『太陽の季節』は、石原慎太郎の短編小説。裕福な家庭に育った若者の無軌道な生活を通して、感情を物質化する新世代を描いた作品で石原の出世作。ストーリーが倫理性に欠けることで、発表されるや文壇のみならず一般社会にも賞賛と非難を巻き起こした。
ストーリーは石原慎太郎の弟・石原裕次郎が、ある仲間の噂話として慎太郎に聞かせた話が題材になっているという。また、文芸誌に発表した処女作『灰色の教室』にも、本作の題材になった話が1エピソードとして収録されている。雑誌掲載時、題名の横に、「健康な無恥と無倫理の季節! 眞の戦後派青年像は生れた」というキャッチコピーが付され、単行本が刊行されると芥川賞受賞も相まり、ベストセラーとなった。この時代は神武景気といわれる好景気で、1956年(昭和31年)度の「経済白書」には、「もはや戦後ではない」という文言が記された。単行本・文庫本を合わせた現在までの発行部数は100万部を越える。

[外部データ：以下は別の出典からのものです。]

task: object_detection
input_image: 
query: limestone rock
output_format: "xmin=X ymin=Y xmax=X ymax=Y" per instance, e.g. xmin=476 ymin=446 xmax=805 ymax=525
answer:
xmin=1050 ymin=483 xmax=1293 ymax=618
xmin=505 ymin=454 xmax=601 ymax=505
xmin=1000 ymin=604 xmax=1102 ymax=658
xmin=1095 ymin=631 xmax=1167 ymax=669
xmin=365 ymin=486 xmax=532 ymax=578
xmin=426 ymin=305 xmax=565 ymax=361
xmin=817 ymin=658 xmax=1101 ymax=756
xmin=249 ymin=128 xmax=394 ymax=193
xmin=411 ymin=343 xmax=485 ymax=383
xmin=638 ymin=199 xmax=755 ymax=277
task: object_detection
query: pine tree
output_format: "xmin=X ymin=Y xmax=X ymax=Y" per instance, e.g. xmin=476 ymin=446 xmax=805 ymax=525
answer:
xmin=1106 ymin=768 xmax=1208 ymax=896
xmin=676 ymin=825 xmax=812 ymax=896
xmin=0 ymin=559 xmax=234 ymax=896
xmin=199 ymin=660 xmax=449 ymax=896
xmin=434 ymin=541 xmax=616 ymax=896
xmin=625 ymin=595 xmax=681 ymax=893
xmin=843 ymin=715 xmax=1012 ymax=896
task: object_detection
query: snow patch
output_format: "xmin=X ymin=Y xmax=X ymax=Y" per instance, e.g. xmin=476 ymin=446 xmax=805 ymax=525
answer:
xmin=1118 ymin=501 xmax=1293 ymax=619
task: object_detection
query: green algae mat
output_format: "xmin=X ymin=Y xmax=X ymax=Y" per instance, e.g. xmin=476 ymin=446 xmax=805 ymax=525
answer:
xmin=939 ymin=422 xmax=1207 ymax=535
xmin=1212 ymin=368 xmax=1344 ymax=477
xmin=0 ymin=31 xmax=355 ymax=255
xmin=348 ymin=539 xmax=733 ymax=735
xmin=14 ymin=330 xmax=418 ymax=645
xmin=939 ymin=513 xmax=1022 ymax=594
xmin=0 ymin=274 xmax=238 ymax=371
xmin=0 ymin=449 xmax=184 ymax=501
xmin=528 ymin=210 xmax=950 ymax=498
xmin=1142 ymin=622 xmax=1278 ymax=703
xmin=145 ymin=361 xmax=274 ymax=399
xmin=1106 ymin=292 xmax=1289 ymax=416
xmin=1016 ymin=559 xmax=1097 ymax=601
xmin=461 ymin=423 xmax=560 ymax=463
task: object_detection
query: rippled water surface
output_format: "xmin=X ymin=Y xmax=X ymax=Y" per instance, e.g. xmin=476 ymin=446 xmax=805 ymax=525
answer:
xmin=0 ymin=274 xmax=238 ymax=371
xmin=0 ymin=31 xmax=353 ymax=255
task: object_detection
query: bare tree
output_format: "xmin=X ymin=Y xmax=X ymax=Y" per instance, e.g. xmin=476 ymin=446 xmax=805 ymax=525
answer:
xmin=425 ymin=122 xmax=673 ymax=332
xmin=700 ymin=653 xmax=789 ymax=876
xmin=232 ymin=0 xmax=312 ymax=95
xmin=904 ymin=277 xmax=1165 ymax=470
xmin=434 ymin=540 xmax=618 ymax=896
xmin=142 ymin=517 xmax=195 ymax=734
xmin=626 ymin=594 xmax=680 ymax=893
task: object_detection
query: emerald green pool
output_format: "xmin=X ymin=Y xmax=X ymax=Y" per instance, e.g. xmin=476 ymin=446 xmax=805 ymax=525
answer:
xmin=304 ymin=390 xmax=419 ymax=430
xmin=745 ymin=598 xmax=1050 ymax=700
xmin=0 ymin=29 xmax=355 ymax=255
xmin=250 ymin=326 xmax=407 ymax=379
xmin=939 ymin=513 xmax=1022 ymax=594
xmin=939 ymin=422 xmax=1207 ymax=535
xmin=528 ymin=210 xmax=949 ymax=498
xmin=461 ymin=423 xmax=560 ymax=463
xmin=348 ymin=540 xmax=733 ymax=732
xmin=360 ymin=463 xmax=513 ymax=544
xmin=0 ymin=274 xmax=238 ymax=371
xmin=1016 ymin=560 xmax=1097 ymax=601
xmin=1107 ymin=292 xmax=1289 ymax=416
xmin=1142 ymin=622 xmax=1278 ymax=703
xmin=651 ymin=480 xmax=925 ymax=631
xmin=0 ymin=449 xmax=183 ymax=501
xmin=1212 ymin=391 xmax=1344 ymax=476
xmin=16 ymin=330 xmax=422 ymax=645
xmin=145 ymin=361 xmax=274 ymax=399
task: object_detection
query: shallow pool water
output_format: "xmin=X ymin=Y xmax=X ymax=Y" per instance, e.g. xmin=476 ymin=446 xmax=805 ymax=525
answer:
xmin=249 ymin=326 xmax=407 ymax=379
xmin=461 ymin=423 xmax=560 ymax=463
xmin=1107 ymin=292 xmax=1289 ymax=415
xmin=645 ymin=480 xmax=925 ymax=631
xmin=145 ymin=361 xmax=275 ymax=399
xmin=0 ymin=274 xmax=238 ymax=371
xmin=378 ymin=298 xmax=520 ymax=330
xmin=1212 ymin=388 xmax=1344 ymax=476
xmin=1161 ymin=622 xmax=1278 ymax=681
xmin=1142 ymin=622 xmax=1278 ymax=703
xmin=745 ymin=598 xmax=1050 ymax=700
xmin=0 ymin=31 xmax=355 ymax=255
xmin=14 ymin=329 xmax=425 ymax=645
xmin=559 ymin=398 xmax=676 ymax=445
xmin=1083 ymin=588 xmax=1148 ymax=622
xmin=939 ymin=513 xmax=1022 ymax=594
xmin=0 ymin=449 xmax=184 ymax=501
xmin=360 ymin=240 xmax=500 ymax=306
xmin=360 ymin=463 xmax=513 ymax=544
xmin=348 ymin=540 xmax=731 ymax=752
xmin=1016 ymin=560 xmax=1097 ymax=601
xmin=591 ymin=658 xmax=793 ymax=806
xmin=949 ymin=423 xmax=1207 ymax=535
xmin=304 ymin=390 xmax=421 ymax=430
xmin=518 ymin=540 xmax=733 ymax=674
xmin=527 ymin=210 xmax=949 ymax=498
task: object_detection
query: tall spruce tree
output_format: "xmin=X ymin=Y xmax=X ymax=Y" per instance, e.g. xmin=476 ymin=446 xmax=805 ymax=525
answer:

『太陽の季節』は、1956年(昭和31年)の日活映画。
ストーリーは原作にほぼ忠実。原作者の弟である石原裕次郎のデビュー作(脇役)。もともとは原作に登場する文化風俗などを兄に代わって説明するような立場で関わっていたが、役者の数が足りなくなったため急遽出演することになった。この映画は、長門裕之と南田洋子が結婚するきっかけともなった。